During the creation of this R Markdown file the accuracy of my model fluctuated every time I ran the model. Accuracies ranged from 30% to 93% when the learning rate was set to 0.01. When I decreased the learning rateto 0.001 the loss decreased drastically and the model improved as well. This is because the model was trading optimization for a faster training time. When the learning rate was decreased, the model took longer to train but the accuracy did not fluctuate everytime I ran the program.

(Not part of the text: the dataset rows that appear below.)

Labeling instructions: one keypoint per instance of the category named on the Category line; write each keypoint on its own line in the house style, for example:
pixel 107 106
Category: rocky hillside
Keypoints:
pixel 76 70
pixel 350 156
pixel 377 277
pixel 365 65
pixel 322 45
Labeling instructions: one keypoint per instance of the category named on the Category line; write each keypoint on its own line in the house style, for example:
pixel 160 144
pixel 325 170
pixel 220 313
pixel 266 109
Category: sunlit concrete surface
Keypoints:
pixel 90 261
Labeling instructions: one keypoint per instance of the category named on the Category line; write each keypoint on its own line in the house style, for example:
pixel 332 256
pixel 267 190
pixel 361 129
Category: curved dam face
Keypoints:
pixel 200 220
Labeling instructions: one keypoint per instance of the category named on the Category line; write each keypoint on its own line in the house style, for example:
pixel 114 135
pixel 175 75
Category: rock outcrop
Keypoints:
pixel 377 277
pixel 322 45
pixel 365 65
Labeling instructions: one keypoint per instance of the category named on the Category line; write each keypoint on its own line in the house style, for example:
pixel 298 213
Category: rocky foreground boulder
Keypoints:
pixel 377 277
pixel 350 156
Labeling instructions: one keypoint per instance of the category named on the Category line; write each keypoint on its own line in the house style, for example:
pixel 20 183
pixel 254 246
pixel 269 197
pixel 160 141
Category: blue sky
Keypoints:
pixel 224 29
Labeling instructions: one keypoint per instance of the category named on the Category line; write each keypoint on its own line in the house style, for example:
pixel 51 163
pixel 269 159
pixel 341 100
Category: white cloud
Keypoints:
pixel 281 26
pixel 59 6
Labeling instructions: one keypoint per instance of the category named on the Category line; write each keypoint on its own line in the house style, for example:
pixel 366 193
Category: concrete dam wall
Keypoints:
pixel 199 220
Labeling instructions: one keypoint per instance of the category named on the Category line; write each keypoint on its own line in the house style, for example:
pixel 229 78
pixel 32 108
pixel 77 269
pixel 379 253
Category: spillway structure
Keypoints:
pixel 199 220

According to this source,, “At extremes, a learning rate that is too large will result in weight updates that will be too large and the performance of the model (such as its loss on the training dataset) will oscillate over training epochs. Oscillating performance is said to be caused by weights that diverge (are divergent). A learning rate that is too small may never converge or may get stuck on a suboptimal solution.” Click for more information about improving accuracy in CNN models. This would explain why the accuracy has such a wide range when the learning rate was set to 0.01`as opposed to 0.001.

Further Research

Although using neural networks to classify images and objects within images is an effective way of abstracting features for thousands of categories, it is far from perfect. As we can already see from this simple walkthrough, the features “discovered” and identified by the model is only as good as the data that is provided to it. For example, if the next model of car looks more like an airplane than a car (lets say with wings, jet engines or something else that is super rediculous), then this model will not be able to identify it correctly. This brings up the bigger issue about implicit bias in algorithms associated with image classification (or object classification for that matter) in the field of Computer Vision.

Joy Buolamwini talks about algorithmic bias in this talk. She talks about how some algorithms are not able to detect certain object due to the data used to train models and the algorithm architecture itself. Understanding the way these algorithms and the data that is used to train these models is the first step to contributing the decreasing algorithmic bias.